Fair warning: I am not going to be “nice” in this post.
But I will say: we are all anxious, and our fears and anxiety manifest in different ways. I sense most folks are doing what’s best, recognizing these are challenging times, finding some joy and humor in the situation. However, some are not. Some use the excuse of their fear to lash out, make decisions that harm children, bully teachers, and try to maintain order but some insecure and false notion of concrete/sequential thinking to OBEY THE RULES when the rules don’t exist.
I just talked to my 11 year old niece, and she is in Zoom classes from 8 ’til 3 every day. 😱😱😱— Audrey Watters (@audreywatters) March 19, 2020
Focusing on Washington State, whose governor Jay Inslee has been a leader during this time. We have shuttered schools, provided timely information as best we can and responded with food service and educational resources for students. School districts are deciding on a case-by-case basis what the expectations, and my district, Auburn, enjoys a professional, functional relationship between the District and the Union. Because of this foundation of respect, care, and professionalism between the two entities, we are being provided with appropriate guidelines that meet the needs of students, families, and teachers. Teachers are humans, and there is not one of us who isn’t concerned for our students’ well-being and our own families.
But some districts and parents just want teachers to pretend that it’s business as usual and teachers must “earn their money” to some standard or expectation that even the parents don’t understand or respect. These are the parents who, I suspect, voiced loud concerns when Washington State adopted a sex education program (opt-in, I believe) and said “children should learn from their parents about this, not school.”
WELL, NOW IS YOUR CHANCE!
Now is your chance to get to know your child, like we teachers do. We know them because ‘building relationships’ is our first priority. We know when they’re sad, having a good day, have a success, pick them up from a failure, help with a growth mindset, allow risk taking, and know what their interests are.
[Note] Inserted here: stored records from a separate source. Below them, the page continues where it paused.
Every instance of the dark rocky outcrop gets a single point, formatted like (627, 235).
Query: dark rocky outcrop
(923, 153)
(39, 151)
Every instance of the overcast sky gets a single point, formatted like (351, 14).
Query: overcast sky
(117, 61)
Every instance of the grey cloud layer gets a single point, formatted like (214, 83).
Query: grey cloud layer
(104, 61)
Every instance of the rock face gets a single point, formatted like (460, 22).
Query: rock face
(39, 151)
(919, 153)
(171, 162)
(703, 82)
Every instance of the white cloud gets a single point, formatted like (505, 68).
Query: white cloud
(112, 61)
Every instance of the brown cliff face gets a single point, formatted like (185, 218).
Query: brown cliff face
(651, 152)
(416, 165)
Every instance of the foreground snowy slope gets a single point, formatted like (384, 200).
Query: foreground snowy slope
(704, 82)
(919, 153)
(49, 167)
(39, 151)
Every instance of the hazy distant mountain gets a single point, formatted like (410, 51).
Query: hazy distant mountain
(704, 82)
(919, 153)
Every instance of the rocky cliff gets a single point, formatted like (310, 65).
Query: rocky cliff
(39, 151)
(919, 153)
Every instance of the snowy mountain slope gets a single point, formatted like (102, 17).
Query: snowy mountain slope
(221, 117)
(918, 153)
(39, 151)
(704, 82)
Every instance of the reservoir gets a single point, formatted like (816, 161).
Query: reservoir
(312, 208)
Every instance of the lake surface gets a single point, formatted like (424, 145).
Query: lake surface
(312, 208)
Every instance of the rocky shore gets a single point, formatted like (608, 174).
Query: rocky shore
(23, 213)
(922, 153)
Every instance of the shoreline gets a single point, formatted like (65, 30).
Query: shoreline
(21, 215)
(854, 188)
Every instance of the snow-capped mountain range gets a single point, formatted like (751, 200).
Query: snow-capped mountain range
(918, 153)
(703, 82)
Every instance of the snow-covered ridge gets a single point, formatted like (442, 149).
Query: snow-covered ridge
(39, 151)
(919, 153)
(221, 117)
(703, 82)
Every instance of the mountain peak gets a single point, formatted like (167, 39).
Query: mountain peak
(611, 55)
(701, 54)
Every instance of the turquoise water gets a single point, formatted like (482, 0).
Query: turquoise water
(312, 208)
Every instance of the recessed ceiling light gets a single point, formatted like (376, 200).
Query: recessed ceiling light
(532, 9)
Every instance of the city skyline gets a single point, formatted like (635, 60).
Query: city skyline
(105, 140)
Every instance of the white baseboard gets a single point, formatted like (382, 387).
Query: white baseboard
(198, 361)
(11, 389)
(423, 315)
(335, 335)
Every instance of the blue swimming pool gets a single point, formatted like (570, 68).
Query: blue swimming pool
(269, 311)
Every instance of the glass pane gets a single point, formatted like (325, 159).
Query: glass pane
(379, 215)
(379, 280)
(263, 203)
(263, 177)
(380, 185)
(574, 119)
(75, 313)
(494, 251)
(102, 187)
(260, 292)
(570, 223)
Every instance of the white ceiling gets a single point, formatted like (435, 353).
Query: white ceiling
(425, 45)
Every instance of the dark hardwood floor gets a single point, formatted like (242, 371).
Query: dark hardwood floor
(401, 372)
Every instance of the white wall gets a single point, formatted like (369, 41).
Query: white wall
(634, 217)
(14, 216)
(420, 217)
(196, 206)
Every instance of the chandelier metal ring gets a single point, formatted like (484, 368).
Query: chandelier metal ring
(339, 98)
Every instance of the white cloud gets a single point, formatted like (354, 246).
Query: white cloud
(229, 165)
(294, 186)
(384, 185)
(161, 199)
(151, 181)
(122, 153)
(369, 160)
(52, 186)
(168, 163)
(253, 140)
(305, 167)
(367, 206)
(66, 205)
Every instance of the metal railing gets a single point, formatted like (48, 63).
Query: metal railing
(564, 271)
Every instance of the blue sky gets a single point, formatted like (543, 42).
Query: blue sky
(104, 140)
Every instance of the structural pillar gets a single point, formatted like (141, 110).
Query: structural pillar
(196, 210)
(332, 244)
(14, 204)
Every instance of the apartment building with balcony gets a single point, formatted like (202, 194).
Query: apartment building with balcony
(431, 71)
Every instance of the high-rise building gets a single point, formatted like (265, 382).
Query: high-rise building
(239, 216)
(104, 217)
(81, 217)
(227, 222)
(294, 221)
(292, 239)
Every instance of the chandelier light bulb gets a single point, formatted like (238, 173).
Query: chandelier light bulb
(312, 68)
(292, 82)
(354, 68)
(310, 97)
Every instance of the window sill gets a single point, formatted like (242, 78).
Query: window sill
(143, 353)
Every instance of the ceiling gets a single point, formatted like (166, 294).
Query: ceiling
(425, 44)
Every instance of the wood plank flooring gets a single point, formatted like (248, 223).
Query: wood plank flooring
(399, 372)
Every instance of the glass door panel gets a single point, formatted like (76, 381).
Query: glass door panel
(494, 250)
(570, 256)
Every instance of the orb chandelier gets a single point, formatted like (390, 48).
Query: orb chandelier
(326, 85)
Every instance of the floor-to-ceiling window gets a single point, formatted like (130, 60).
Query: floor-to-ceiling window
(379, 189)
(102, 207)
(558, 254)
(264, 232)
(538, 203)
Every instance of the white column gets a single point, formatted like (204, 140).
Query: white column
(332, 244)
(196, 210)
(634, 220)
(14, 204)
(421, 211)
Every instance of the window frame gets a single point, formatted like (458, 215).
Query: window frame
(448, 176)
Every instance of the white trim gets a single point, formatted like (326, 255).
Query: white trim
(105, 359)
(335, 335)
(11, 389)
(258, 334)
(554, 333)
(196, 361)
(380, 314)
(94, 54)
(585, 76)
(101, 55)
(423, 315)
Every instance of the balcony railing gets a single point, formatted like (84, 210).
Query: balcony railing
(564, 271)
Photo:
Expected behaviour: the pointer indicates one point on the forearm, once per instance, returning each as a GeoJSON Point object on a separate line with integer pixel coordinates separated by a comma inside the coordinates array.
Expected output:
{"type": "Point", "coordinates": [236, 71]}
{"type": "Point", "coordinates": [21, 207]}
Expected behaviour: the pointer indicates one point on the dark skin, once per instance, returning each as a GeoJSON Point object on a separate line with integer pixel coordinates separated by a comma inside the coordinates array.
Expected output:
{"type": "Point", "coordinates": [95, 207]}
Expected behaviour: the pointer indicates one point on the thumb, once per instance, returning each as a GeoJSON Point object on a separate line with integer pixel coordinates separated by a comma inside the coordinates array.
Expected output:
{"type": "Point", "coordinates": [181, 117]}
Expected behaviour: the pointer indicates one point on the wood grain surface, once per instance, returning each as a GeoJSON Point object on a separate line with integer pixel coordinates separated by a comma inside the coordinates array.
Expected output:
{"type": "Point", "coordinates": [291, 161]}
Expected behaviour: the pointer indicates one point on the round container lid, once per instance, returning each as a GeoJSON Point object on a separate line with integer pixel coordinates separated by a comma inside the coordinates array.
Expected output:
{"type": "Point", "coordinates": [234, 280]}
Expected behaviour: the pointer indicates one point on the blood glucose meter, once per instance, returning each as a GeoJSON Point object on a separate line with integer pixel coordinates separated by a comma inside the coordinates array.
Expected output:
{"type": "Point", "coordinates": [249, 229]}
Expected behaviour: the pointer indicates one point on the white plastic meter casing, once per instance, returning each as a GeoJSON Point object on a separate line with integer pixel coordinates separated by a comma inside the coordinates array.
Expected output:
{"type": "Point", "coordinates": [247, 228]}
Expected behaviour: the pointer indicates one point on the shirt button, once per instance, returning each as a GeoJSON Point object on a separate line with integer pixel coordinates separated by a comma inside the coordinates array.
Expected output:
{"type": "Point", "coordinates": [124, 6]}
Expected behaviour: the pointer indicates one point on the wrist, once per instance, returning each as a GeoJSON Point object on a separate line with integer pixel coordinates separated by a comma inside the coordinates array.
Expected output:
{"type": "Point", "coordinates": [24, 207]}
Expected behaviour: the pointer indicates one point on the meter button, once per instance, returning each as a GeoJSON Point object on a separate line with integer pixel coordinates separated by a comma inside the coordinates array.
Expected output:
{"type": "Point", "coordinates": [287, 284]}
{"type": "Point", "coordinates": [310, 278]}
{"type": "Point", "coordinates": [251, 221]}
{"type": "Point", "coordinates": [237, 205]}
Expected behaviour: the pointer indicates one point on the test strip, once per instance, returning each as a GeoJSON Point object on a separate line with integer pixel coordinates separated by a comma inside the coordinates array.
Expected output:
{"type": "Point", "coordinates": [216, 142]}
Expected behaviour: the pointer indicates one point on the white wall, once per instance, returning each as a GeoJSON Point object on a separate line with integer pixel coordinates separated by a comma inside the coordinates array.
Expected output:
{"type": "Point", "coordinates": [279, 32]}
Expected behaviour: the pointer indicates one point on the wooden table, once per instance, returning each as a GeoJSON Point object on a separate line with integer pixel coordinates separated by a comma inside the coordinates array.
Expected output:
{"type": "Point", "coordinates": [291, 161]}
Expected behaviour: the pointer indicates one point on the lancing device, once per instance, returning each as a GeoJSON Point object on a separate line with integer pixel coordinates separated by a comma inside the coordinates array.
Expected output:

Now is your chance to dig into what your child is learning about. Now is your chance to look over online curriculum and review the Common Core Standards and be amazed at how your children’s teachers interpret, incorporate and build amazing curriculum that’s in the moment, flexible, adaptable, differentiated, accommodated, and personalized. Oh, and guess what?! You probably don’t have to do this 25 times a day, five times a day, five days a week, because most families now have 1-4 children. You can do a great job of supporting the online instruction! And if you’re one of those online and complaining, chances are you have access to the internet and a device, unlike thousands of students across the country. You don’t even have to alter this in any way, or create additional paper assignments for your child! WIN!
Okay…okay…this is starting to turn into a rant. I’ve made you angry and defensive. Let’s take a collective breath and try again.
Parents, you have more power than you may have been lead to believe. We don’t need standardized tests. We do need teachers. Reach out to your children’s teachers and let them know you’re behind them.
But most importantly, and I cannot stress this enough: stand up for your own child or children now. Advocate for them. You have legitimate concerns if you don’t think what was provided for home schooling isn’t sufficient. All of us teachers are here for you, too. We have a rare moment to make something new.
If you must adhere to a schedule, that’s fine. But please–PLEASE — do not expect your child to be busy from 8-3 every day, sitting in front of a screen. Create a schedule based on human needs, just like we teachers do. Or try to. We allow kids to go to the bathroom. We allow snacks. We allow play (or we wanted to, before state testing robbed even kindergartners of play time). We all need routines and boundaries. You know your child best. At least that’s what you said on the parent/district Facebook page. And I believe you. But now is your chance–your beautiful, amazing chance–to slow time down and get to know them for a lifetime.
Because I guarantee, they will remember what you did and said to them during this time. Make it count.